Finalmente, provaria uma pimenta deliciosa e, sem titubear, levraria um frasco à casa.

terça-feira, 19 de maio de 2009

Ficção ou realidade?

Foram estas as palavras que Gabriel García Marquez atribuiu ao general Moncada, quando, sentenciado à morte, foi indagado por Aureliano Buendía, com quem trocou segredos de guerra do lado oposto, se não teria feito o mesmo contra ele caso os conservadores estivessem no comando do então município de Macondo:
"Provavelmente. Mas o que me preocupa não é que me fuzile, porque ao fim e ao cabo, para pessoas como nós esta é a morte natural. O que me preocupa é que de tanto odiar os militares, de tanto combatê-los, de tanto pensar neles, acabou se tornando como um deles. E não há um ideal na vida que mereça tanta abjeção. Neste passo, não só será o ditador mais despótico e sanguinário de nossa história, mas acabará fuzilando minha comadre Úrsula tratando de apaziguar sua consciência."
Lembrando que Úrsula é mãe do coronel Aureliano e contrária ao fuzilamento.
Alguma coincidência com a realidade?

domingo, 17 de maio de 2009

Ai,ai...

Tô precisando estudar. Alguém aí dá uma força?

sábado, 9 de maio de 2009

Conheceram-se numa boate em São Paulo. Ele mauricinho, dizendo que trabalhava em banco. Ela arrumada, dizendo que tinha namorado. Não faria diferença, ele estava interessado em outra mulher. Mas no dia seguinte a procurou. Ela já sabia o que queria da vida e não tinha paciência para cantadas inúteis. Mesmo assim, ele esteve no Rio de Janeiro, no carnaval. Queria encontrá-la, mas mal conseguiu. Ela também não tinha saco para encontros casuais. Ele voltou à garoa, e ela nem tinha saído do lugar. Enquanto ela bebia cerveja no centro da cidade, num papo revolucionário sobre exploração bancária da população de baixa renda, ele bebia vinho na Vila Madalena, explicando como o spread havia aumentado e a inadimplência diminuído, mesmo com as taxas lá em cima. Ele voltou para o Rio, mas evitou o papo do spread. Preferiu falar de comunismo e mostrar que gostava da Lapa. Ela curtiu um pouco e voltou a São Paulo no fim do ano. Não deixava de estar decidida, mas desta vez ela queria. Estava, porém, desistida. Ainda assim, ele a levou a uma pizzaria, onde encontraria alguns amigos malucos e/ou divertidos. Depois sugeriria uma balada. Ela acompanhou a noite. O amigo os deixou sozinhos. E sozinhos eles foram embora...

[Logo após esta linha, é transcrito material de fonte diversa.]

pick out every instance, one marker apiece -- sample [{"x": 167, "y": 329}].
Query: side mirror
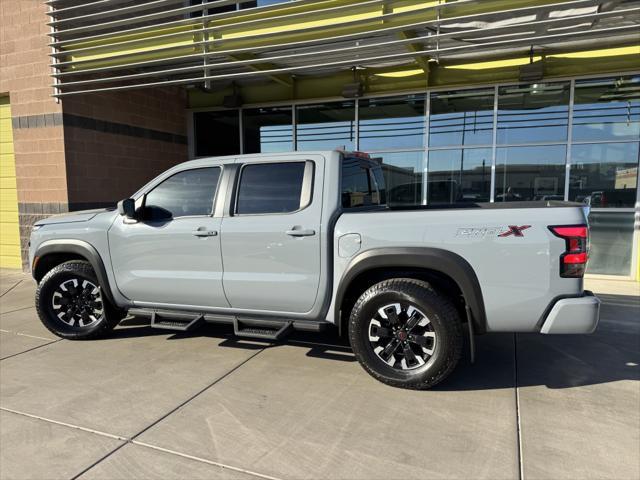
[{"x": 127, "y": 208}]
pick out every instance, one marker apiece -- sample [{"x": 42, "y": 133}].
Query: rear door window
[{"x": 270, "y": 188}]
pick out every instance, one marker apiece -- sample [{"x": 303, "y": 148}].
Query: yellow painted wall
[{"x": 9, "y": 230}]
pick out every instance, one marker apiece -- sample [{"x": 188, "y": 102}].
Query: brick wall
[
  {"x": 117, "y": 141},
  {"x": 85, "y": 150},
  {"x": 37, "y": 118}
]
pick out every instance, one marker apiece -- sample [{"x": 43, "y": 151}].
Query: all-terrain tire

quarta-feira, 6 de maio de 2009

Em terra de santa cruz...

Quero registrar a resposta do Deputado Devanir Ribeiro (PT-SP) ao programa CQC, na cobertura do fim da bagunça das passagens aéreas. O diálogo foi algo como isto: como sempre, Danilo Gentili fez uma pergunta irônica, do tipo "o Sr. gostou do fim da farra das passagens?", mas não obteve resposta. Depois da terceira tentativa, o monólogo virou diálogo parecido com este: - A imprensa não deveria se meter no que acontece no Congresso. Ligeiro comentário: não que eu considere a imprensa responsável, até porque ela sempre soube dessa bagunça e nunca publicou nada a respeito. Bom, pelo menos alguém de bom senso finalmente resolveu falar, né? Continua o diálogo: - Ah, não?! Por quê? - Porque ela não paga nada aqui dentro. - Ah, eu pago: fui eu que paguei a construção daquela parede ali, ó. E o seu salário eu também pago. Agora, observe a resposta: - O povo também paga e não vem aqui reclamar! Olha... sem comentários!

sexta-feira, 1 de maio de 2009

Parafraseando...

Sabedoria é a consciência de ignorar.